The Pride of Eleanor Damask
jolted, and then huffed forward, closer to the edge of the cliff where the Larnaig steamer waited in its cradle of bones.
Harper gazed up at the arconite as the train inched along. Rain slicked the broad expanse of cranium and dripped from ridges in the guano-spattered skull. The eye sockets were deep caves full of wheeling gulls and dark machinery. Hydraulic tubing veined naked bones everywhere, while metal vats, valves, ramrods, and camshafts, all slick with black grease, crowded within the chest cavity.
A rumble shook the carriages. The glass train began to inch across the iron gangway into the hold of the
Sally Broom.
“Condensers,” the driver shouted from the engine cab.
A locomotion engineer threw a switch on the control panel beside the driver, turning on the
Eleanor
’s condenser pumps. A furious clattering came from the train’s engine; the clouds of steam above her stack dwindled to a wisp.
“We’re rerouting the exhaust,” Carrick explained to the passengers, “and condensing the steam back into water.”
“It’s very noisy,” Edith complained.
“True,” the chief admitted, “but preferable to venting so much hot vapor into an enclosed space. The mine trains in Moine and Cog use the same system.”
The arconite did not move as the locomotive, the tender, and then the leading carriages were swallowed by the steamship’s cavernous hold. Three of the ship’s crew appeared on the gangway, bending low to check the steel links where the sections of the Cog railway joined those of the
Sally Broom
’s deck. A dank, rusty darkness engulfed the passengers as the
Eleanor
rumbled further inside the vessel. The sound of the condensers became louder, rattling between bulkheads.
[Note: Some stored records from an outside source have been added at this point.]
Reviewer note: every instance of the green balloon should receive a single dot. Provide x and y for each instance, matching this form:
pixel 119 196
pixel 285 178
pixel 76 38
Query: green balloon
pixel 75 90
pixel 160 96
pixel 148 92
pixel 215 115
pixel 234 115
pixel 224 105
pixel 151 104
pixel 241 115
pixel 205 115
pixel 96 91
“Oh, this is awful.” Edith’s exclamation had a hollow ring to it. “How are we supposed to see anything at all? There aren’t any windows!”
Carrick had to raise his voice above the booming engines and the clacking of the condenser pumps. “We’ll alight as soon as the train is fully aboard. The ship has a splendid observation deck, for which the cooks have prepared a buffet lunch.”
“It doesn’t look very splendid from here,” Edith retorted, sweeping an angry gaze across the orange puddles on the floor. “I don’t want to spoil my dress.”
“I’ll stay here with you.” Isaac Pilby thrust out his chest and gripped the hilt of his sheathed sword. “We can avail ourselves of the
Eleanor
’s dining car.”
“You shouldn’t even be here!” Edith cried. “And if you’re staying, I’m going.” She spun on her heel and stomped away across the glass carriage roof towards the stairwell.
“I rather think you put your foot in it, old boy,” Jones muttered to Pilby.
The lepidopterist gave the old man a withering smile, yet Harper thought she saw an odd hint of satisfaction in this expression. Had the little man
wanted
to stay here alone?
When the hunting platform at the very rear of the train was finally aboard, the driver eased the locomotive to a stop. The
Eleanor
’s kitchen staff disembarked first. Guided by another two of the
Sally
’s crew, they carried oil lanterns and wicker hampers out across the hold towards a stairwell that would take them to the upper decks. Stewards mustered all of the passengers except Pilby—who had elected to stay—and then wasted no time herding everybody off in the wake of the picnic baskets. Harper refilled her bulb, then hopped down from the carriage as more men ran back to raise the ship’s gangway and to chain the train’s wheels and axles to steel hoops in the deck.